Although the museline may look like a mermaid, it’s actually half-woman and half-serpent. Beware: sometimes the museline can sprout legs and pursue you on foot. In literature and legend, the museline was either a wicked temptress who drew men to their deaths or a tragic, cursed figure. In the latter tradition, a cursed girl named Muselina turns into a half-serpent on Saturdays. She manages her to conceal this information from her husband, the nobleman Raymond:
But destiny, that would have Melusina single, was incensed against her. The marriage was made unhappy by the deformity of the children born of one that was enchanted. But still Raymond's love for the beauty that ravished both heart and eyes remained unshaken. Destiny renewed her attacks. Raymond's cousin had excited him to jealousy and to secret concealment, by malicious suggestions of the purport of the Saturday retirement of the countess. He hid himself; and then saw how the lovely form of Melusina ended below in a snake, gray and sky-blue, mixed with white. But it was not horror that seized him at the sight, it was infinite anguish at the reflection that through his breach of faith he might lose his lovely wife forever.
Yet this misfortune had not speedily come on him, were it not that his son, Geoffroi with the Tooth [a boar's tusk projected from his mouth], had burned his brother Freimund, who would stay in the abbey of Malliers, with the abbot and a hundred monks. At which the afflicted father, Count Raymond, when his wife Melusina was entering his closet to comfort him, broke out into these words against her, before all the courtiers who attended her, "Out of my sight, thou pernicious snake and odious serpent! thou contaminator of my race!"

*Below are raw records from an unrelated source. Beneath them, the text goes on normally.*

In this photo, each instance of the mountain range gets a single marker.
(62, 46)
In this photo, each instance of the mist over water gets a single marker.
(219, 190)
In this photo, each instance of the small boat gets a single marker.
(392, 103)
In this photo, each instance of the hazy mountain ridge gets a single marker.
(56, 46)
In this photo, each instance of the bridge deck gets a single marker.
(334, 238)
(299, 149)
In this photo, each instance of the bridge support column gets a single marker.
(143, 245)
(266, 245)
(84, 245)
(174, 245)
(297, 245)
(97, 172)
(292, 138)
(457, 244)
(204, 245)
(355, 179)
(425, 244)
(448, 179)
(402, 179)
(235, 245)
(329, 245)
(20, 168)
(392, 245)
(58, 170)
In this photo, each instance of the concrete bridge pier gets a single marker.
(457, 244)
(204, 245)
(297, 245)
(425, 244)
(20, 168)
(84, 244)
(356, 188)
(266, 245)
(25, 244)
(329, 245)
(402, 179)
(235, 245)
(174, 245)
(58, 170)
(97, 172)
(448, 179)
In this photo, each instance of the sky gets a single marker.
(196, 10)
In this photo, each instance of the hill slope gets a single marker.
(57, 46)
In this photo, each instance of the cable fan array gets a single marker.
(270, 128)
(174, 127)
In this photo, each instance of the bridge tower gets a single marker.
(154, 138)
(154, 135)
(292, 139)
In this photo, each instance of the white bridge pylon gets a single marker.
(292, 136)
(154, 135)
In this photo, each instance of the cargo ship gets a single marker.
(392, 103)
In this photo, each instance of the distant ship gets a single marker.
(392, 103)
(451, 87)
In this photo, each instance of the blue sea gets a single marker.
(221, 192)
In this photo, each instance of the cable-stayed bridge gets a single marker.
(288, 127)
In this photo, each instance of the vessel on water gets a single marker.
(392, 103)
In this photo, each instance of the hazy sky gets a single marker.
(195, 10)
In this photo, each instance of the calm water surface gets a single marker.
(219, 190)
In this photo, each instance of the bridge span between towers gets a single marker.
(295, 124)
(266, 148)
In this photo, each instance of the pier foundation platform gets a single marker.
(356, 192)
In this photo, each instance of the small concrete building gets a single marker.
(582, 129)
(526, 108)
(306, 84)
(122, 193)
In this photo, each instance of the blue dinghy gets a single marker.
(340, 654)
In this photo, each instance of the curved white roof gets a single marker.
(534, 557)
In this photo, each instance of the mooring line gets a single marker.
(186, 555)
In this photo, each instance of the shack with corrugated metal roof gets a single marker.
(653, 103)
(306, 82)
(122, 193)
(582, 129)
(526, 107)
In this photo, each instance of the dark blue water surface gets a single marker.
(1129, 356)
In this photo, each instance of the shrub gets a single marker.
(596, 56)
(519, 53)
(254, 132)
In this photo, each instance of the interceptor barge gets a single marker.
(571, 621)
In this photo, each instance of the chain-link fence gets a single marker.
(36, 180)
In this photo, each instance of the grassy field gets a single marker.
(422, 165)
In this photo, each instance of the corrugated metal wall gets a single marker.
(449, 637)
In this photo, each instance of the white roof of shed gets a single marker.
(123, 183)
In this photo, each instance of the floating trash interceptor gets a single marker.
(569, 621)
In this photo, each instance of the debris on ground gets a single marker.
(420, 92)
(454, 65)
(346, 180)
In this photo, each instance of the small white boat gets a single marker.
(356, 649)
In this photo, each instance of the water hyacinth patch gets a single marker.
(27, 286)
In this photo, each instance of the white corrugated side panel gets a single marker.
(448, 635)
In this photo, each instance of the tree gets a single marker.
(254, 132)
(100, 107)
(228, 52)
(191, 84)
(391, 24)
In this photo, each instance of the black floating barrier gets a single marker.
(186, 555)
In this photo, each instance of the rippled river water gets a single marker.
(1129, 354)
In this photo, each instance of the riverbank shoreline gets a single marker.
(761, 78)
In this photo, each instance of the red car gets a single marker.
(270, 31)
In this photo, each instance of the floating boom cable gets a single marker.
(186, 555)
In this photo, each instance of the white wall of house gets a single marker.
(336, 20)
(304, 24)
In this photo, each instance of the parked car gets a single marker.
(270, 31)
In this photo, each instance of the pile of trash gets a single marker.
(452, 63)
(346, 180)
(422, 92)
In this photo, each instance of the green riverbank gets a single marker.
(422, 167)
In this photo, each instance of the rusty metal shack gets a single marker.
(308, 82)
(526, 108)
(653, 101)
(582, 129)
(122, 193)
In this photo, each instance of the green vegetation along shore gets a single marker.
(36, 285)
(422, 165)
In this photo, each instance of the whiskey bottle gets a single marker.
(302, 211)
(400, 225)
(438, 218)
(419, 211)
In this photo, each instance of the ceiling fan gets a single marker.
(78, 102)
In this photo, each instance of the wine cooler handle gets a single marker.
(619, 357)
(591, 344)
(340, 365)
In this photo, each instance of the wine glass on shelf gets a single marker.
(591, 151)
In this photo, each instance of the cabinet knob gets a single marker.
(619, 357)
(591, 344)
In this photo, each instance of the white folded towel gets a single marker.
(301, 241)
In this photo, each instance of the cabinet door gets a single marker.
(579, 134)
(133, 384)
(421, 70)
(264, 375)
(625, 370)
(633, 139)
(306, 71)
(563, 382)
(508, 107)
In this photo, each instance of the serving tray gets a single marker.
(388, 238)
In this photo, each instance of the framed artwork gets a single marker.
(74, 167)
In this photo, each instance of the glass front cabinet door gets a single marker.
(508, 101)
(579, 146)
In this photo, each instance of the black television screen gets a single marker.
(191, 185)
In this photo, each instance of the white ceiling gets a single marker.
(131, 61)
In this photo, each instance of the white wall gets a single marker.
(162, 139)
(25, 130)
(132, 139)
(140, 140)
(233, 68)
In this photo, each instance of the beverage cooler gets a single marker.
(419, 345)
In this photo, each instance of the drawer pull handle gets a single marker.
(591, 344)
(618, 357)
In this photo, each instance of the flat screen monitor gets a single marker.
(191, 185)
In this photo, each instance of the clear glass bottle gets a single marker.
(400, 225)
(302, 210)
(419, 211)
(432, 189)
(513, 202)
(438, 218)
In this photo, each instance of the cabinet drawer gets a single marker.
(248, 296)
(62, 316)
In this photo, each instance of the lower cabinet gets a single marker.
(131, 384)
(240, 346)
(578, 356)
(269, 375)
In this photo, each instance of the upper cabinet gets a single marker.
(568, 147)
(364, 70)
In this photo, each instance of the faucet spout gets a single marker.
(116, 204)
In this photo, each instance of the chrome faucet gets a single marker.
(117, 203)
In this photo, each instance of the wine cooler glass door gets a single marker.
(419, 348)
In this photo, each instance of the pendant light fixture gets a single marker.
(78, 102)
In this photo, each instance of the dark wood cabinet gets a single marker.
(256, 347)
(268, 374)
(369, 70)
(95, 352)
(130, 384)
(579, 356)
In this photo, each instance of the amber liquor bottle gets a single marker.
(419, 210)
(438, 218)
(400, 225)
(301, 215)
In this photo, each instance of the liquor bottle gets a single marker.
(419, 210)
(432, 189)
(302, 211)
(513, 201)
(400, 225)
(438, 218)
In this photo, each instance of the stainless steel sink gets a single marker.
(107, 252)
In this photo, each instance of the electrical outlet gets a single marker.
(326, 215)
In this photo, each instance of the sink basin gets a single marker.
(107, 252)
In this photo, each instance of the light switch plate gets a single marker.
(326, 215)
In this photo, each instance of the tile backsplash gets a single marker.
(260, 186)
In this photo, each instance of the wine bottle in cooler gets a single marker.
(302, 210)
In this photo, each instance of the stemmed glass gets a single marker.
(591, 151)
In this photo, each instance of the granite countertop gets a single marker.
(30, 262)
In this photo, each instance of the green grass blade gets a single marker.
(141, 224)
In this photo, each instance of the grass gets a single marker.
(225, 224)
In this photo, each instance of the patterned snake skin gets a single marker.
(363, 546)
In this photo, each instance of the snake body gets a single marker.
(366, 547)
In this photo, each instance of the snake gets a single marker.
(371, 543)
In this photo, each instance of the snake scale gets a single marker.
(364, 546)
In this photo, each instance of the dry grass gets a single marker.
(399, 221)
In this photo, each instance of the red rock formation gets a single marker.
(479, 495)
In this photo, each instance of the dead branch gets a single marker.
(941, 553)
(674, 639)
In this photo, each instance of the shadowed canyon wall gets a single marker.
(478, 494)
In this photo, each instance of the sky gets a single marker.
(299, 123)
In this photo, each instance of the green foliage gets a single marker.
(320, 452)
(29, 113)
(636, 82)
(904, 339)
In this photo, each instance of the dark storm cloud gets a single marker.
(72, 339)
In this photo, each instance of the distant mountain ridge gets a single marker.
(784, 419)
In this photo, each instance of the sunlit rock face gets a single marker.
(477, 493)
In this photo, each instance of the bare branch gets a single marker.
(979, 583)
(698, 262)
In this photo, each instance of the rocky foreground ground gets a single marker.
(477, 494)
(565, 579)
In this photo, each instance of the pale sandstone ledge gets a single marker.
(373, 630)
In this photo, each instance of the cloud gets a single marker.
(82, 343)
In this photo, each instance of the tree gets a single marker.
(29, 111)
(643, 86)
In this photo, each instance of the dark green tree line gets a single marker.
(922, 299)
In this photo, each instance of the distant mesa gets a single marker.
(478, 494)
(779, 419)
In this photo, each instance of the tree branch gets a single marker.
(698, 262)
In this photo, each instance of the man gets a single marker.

Melusina's former anxiety was now verified, and the evil that had lain so long in ambush had now fearfully sprung on him and her. At these reproaches she fainted away; and when at length she revived, full of the profoundest grief, she declared to him that she must now depart from him, and, in obedience to a decree of destiny, fleet about the earth in pain and suffering, as a specter, until the day of doom; and that only when one of her race was to die at Lusignan would she become visible.